Ma, I don't want so much gravy!' said one of the urchins, pushing away his plate, with a toss of petulant disgust.

• It is not such nice gravy as you get at home, is it love ? said the sapient mama, smiling with undisguised pleasure at this brilliant sally of her offspring, and directing a glance at poor Mary, to see if it was observed and appreciated.

Mary felt herself called upon to smile in return; but the effort produced merely a contortion.

All earthly distresses have their commencement and their close, and dinner was at last concluded. Screamy Point had now lost all its attraction for the Raymonds, and they resolved to return immediately to Pendleton. The ladies went to their rooms to collect their wardrobe and put on their travelling accoutrements; the old gentleman repaired to the bar to pay his bill, and Edward, having no preparatory arrangements to employ him, whiled away the time by walking out on the piazza. It was a beautiful afternoon. The sky was cloudless, and the placid waters flashed brilliantly in the sunshine. Edward leaned his head upon his hand, and visions of the past flitted rapidly before him. He had loved Harriet Ashcroft! Yes - he had loved her with all the warmth and ardor of a first, enthralling love! With the ambitious aspirings of day, and the gorgeous fantasies of night, he had unconsciously associated her image, and his high wrought hopes of future distinction had been principally cherished as reflecting their yet unattained glories upon her. The summer of the cholera was not the first time that he had seen her. Her father was a native of the most sterile parish in Pendleton, but had early in life entered a countinghouse in New York, and being clear-headed and prudent, had gradu. ally amassed a fortune, which was great, even in that city of millions. The mother and a maiden sister of this successful accumulator were still living in the old homestead at Cherry Harbor, and would have deemed themselves highly honored by a connexion with the Raymonds. From her childhood, Harriet had been an occasional visiter at her grandmother's, and becoming very intimate with Mary, bad been frequently induced to exchange the somewhat sordid economy of the arrangements at Cherry Harbor for the comforts and amusements which invited her acceptance at Mr. Raymond's. While in Pendleton, she had seen fit to throw aside her meritricious graces, and assuming the semblance of a better nature, had won a heart which she could neither

understand nor appreciate. She was now with a party of exclusives who prided themselves upon their aristocratic lineage, and fearing that the humble genealogies of her ancestors would be discovered, should she acknowledge her ci devant friends, she hesitated not one moment to sacrifice them to her contemptible vanity.
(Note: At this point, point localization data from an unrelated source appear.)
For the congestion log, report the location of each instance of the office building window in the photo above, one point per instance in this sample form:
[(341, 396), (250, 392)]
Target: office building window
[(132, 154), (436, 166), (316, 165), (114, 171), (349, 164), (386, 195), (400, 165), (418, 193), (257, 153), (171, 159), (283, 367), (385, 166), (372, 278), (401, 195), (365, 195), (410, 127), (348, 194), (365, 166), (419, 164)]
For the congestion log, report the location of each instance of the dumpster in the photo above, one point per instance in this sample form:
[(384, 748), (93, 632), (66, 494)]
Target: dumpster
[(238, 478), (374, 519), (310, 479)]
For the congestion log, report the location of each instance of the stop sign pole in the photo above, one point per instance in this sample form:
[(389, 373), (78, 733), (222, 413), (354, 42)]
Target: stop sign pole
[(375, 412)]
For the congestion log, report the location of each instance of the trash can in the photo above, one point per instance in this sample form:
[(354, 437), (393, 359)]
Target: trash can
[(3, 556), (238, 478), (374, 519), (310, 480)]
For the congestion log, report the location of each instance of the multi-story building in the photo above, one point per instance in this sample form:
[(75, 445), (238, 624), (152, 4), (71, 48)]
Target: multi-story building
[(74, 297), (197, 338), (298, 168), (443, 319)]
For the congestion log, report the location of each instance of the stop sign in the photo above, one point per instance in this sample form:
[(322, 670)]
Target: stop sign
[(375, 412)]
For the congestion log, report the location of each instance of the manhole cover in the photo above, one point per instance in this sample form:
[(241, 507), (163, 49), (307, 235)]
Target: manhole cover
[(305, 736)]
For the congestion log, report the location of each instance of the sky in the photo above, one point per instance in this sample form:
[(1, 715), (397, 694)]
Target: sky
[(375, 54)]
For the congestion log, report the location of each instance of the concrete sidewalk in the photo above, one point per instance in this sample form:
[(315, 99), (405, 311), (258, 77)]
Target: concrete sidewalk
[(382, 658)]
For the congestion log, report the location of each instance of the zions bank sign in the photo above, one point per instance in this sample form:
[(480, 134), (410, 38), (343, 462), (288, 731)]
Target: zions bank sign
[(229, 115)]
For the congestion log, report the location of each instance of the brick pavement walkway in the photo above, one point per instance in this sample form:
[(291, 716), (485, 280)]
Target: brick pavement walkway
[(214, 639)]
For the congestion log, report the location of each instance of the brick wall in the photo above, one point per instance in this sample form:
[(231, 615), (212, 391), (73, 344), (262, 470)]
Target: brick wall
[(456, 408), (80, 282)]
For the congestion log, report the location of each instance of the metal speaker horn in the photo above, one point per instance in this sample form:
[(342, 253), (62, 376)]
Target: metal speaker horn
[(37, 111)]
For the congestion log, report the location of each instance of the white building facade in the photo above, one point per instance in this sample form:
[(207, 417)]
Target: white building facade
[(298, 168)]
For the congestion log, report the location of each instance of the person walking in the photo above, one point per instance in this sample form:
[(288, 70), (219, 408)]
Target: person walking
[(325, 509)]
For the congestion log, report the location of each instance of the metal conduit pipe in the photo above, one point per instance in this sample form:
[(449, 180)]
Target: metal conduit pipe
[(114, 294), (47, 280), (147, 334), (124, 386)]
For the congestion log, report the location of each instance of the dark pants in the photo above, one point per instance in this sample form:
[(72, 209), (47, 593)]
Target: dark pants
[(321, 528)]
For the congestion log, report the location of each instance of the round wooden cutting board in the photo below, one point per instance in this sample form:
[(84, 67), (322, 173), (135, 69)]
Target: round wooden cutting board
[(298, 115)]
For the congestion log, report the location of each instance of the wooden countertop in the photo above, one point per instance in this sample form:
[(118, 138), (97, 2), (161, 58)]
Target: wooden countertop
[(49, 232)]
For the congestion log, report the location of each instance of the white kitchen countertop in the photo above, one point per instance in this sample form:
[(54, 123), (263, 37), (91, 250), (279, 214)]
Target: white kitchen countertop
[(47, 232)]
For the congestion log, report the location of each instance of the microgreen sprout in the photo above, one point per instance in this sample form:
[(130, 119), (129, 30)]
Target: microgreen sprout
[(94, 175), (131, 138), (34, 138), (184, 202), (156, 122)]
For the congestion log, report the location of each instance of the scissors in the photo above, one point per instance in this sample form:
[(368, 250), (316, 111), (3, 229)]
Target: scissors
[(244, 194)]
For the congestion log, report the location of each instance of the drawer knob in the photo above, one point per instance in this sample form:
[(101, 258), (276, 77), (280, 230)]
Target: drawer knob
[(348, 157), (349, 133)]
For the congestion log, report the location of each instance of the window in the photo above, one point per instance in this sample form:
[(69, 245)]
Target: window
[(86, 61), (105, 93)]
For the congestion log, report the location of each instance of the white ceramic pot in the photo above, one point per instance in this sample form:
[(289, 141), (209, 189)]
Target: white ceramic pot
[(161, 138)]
When reason removes the film from the eyes of love, the light is so painful to the wilful little deity, that he sometimes closes them again in a voluntary blindness. Not so in the present instance. Edward Raymond had learned to know the heartless creature upon whom he had lavished the treasure of his affections, and his was not one of those weak minds which continue to love, after the object of adoration is discovered to be unworthy: He had awoke from a long and blissful dream; but the narcotic which had steeped his senses had lost its influence forever. O world! world !- how bitter are thy lessons !

While he indulged these passionate musings, sounds of merriment resounded through the house; the bowling of nine-pins was heard from an adjacent alley; passing strangers eyed him indifferently as they sauntered forth, and he felt as if he longed to be once more in the verdant groves and sequestered haunts of his innocent, his peaceful home! He arose from his recumbent posture, and as he turned to rëenter the mansion, he saw Miss Ashcroft and her party issuing from a private door. They appeared to be in high glee, and laughed loudly, as they wended their way down to the beach. Soon after, a white sail was hoisted, and a small boat shot from the strand. It was the last he has ever seen of Harriet Ashcroft

. Before the sun had set, the Raymonds were far away from the glare and din of Screamy Point, and safely rëestablished in their own happy Pendleton.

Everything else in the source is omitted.